In the ‘seventies, when I was a welder, I didn’t see much overt racism, though no doubt there was much that I didn’t see.  Of course there had been a great deal in the recent past, and various forms of discrimination continued.  People were sensitive.  Even so, blacks and whites worked together and had beers together.  A few white guys kind of admired George Wallace, but what they liked about him wasn’t his old segregationist attitudes (which by then he was only a few years from repenting).  Rather they laughed because he wanted to “throw the briefcases of the pointy headed intellectuals into the Potomac,” an attitude for which the black guys I knew had a good deal of sympathy.  Whites and blacks where I worked talked about these things freely, with humor and without rancor.  Perhaps, privately, some fellows might not have cared much for blacks, or cared much for whites, but most of them tried to be fair.  They might not have wanted their sons to date each others’ daughters, and the reluctance was probably mutual.  But at least on the surface, they treated each other pretty much the same.

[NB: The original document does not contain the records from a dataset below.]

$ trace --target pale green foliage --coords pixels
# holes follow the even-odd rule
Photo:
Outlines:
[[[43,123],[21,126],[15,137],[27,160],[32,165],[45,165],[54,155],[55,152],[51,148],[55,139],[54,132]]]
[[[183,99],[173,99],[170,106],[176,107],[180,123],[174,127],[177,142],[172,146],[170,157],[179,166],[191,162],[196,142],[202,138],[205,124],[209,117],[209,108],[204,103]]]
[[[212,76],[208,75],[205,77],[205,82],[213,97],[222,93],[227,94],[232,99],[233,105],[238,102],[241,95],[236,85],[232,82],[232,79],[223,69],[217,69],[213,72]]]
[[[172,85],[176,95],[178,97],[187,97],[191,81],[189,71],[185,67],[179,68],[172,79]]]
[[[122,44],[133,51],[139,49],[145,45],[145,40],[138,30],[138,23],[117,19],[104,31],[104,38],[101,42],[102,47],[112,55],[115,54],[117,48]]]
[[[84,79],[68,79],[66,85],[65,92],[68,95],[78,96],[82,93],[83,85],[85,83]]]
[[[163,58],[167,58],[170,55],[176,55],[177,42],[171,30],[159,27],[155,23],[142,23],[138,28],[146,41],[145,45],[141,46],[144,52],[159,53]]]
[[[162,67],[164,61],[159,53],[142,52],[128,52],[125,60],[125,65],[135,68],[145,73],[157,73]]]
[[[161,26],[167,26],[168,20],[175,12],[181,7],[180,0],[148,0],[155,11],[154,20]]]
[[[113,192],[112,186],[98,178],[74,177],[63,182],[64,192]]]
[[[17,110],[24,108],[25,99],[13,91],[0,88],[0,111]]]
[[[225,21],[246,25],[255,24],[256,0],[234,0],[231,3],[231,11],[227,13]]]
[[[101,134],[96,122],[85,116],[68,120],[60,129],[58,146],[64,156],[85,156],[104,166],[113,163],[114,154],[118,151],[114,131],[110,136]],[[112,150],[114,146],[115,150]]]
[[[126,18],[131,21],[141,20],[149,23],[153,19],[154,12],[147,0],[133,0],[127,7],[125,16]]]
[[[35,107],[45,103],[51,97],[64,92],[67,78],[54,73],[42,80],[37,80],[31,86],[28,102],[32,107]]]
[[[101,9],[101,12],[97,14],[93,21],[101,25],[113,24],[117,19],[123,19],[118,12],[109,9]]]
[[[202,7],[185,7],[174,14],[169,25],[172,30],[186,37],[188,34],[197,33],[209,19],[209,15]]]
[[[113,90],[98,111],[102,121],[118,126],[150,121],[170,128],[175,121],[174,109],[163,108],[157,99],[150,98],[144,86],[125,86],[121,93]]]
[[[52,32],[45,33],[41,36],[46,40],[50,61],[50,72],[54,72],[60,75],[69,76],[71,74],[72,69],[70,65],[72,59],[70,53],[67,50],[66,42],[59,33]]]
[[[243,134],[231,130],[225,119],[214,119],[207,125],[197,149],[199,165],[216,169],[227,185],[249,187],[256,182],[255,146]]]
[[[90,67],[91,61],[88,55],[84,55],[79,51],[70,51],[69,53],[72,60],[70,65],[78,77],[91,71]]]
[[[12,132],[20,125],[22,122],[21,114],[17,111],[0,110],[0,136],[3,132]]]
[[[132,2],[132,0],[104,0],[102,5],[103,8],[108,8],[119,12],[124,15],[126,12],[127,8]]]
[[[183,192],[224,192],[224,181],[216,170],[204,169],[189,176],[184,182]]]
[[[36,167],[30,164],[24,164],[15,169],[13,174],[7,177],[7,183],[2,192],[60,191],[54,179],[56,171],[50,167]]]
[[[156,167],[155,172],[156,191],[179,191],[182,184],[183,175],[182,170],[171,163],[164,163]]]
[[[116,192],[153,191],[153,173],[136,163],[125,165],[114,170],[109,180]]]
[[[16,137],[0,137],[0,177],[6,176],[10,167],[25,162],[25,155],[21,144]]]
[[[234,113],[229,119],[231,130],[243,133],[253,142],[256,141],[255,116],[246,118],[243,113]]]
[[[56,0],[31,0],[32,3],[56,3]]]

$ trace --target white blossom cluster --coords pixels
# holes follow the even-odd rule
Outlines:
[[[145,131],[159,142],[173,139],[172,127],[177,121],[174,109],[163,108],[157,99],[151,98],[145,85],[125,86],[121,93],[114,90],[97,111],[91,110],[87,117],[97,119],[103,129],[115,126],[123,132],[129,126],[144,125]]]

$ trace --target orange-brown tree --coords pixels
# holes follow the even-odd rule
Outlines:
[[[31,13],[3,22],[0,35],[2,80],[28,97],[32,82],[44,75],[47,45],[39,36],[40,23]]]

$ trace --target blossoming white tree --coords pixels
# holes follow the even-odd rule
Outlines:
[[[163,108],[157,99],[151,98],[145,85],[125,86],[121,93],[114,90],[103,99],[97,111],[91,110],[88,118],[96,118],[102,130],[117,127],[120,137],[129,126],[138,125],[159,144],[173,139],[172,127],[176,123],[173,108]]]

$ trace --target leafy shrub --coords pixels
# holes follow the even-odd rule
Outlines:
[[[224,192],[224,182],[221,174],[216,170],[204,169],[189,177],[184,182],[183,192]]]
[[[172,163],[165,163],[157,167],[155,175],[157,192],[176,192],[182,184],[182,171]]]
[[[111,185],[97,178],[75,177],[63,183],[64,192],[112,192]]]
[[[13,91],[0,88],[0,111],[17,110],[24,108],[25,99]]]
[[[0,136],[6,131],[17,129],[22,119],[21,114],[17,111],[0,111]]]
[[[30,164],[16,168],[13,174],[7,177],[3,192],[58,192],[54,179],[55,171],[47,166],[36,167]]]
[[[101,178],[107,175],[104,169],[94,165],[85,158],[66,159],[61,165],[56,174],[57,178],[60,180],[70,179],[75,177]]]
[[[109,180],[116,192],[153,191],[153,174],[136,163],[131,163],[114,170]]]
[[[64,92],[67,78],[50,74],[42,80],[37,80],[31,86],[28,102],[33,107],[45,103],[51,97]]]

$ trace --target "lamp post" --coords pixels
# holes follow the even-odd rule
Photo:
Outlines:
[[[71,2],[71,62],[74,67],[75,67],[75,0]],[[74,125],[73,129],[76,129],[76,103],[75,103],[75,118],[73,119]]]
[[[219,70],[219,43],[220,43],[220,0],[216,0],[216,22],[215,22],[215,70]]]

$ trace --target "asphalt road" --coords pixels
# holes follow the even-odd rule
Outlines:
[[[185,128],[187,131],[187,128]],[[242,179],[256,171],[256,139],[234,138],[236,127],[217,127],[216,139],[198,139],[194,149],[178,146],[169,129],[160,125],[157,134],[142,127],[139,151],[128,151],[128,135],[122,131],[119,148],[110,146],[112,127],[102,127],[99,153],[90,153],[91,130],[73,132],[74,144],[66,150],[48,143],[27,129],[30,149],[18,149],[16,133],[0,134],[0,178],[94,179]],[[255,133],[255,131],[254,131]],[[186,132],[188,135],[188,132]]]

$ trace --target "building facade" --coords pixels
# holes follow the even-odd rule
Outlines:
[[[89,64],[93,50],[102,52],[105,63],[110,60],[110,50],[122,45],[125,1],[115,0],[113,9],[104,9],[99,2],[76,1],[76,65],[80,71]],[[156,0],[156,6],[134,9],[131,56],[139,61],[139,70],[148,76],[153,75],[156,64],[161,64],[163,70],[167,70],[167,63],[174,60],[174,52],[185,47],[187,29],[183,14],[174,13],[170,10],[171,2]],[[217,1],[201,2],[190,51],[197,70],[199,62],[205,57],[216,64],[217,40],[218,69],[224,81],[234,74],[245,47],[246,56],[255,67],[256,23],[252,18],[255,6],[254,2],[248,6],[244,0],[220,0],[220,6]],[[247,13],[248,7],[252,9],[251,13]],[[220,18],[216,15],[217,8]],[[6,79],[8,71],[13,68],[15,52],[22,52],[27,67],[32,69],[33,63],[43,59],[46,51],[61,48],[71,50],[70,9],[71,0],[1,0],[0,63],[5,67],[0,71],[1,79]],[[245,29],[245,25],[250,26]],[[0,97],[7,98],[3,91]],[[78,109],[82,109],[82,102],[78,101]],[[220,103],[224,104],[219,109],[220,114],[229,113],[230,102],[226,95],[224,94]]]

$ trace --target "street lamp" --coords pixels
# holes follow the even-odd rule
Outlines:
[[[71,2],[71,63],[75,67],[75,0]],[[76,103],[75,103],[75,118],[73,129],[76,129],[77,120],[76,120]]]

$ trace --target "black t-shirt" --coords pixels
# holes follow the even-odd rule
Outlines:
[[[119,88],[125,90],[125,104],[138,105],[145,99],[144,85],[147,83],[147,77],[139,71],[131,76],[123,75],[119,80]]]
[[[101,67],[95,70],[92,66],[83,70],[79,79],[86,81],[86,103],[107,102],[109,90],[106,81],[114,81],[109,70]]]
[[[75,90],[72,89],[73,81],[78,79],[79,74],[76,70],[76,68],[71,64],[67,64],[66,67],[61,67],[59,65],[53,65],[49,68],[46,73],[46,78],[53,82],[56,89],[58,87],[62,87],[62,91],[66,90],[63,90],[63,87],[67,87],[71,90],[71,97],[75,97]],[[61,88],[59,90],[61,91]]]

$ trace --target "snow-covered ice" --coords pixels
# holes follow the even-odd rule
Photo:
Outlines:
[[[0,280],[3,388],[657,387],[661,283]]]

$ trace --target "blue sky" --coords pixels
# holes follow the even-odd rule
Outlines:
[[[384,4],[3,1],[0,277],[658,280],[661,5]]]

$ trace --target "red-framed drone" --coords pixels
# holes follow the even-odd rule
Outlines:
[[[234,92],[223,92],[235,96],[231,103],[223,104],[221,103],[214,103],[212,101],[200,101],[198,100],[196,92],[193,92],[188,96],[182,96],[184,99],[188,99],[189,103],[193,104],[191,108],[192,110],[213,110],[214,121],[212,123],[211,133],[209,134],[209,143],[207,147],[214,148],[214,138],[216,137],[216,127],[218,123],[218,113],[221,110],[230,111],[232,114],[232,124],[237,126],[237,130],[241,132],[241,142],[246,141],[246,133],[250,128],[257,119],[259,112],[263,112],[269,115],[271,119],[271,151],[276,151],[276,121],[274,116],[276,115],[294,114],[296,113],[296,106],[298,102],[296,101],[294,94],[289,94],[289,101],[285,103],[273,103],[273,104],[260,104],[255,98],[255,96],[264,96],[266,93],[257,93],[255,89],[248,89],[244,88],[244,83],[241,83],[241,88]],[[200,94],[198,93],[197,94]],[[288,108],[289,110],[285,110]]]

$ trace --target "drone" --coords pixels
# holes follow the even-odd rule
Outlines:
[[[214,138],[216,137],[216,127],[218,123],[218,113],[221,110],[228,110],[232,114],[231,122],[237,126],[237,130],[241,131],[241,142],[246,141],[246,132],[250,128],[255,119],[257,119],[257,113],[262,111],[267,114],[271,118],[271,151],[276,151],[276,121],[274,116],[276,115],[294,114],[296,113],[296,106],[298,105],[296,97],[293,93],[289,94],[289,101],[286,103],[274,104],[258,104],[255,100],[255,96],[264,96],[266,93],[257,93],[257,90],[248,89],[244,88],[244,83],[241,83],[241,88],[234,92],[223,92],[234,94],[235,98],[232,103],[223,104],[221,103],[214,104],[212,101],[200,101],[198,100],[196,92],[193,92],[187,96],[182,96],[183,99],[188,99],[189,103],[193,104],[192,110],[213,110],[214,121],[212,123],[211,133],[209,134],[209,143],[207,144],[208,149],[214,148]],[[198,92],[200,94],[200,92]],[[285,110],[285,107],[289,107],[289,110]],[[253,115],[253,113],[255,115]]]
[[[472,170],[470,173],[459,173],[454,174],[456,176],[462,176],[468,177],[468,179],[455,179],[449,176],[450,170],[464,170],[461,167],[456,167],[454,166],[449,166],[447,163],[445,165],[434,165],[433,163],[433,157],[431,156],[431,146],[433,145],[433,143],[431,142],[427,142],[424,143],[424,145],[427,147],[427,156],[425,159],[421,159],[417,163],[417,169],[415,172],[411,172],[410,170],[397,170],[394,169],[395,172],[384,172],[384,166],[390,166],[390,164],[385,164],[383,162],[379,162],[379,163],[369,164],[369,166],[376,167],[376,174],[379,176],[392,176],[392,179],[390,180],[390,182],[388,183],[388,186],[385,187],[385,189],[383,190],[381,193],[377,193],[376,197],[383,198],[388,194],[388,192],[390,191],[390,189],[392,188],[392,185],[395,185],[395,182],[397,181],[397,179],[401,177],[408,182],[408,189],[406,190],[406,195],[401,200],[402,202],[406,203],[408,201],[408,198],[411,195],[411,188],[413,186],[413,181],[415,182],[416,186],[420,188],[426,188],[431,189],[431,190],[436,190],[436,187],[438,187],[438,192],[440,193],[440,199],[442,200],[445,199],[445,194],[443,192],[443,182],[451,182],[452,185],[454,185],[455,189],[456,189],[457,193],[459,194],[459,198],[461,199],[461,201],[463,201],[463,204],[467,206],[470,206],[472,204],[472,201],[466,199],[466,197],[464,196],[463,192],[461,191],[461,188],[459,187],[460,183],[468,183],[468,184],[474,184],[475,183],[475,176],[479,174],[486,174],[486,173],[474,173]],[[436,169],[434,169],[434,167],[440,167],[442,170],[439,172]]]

Today, a half century later, my left wing academic colleagues are certain that working class people are racists, but would be shocked to be viewed as racists themselves.  They are equally sure that the University is “systemically” racist, even though of course they, who run the system, couldn’t possibly be.  By the way, they consider it racist to believe that persons of color are sufficiently talented and disciplined to succeed in school without special preferences.  Very strange.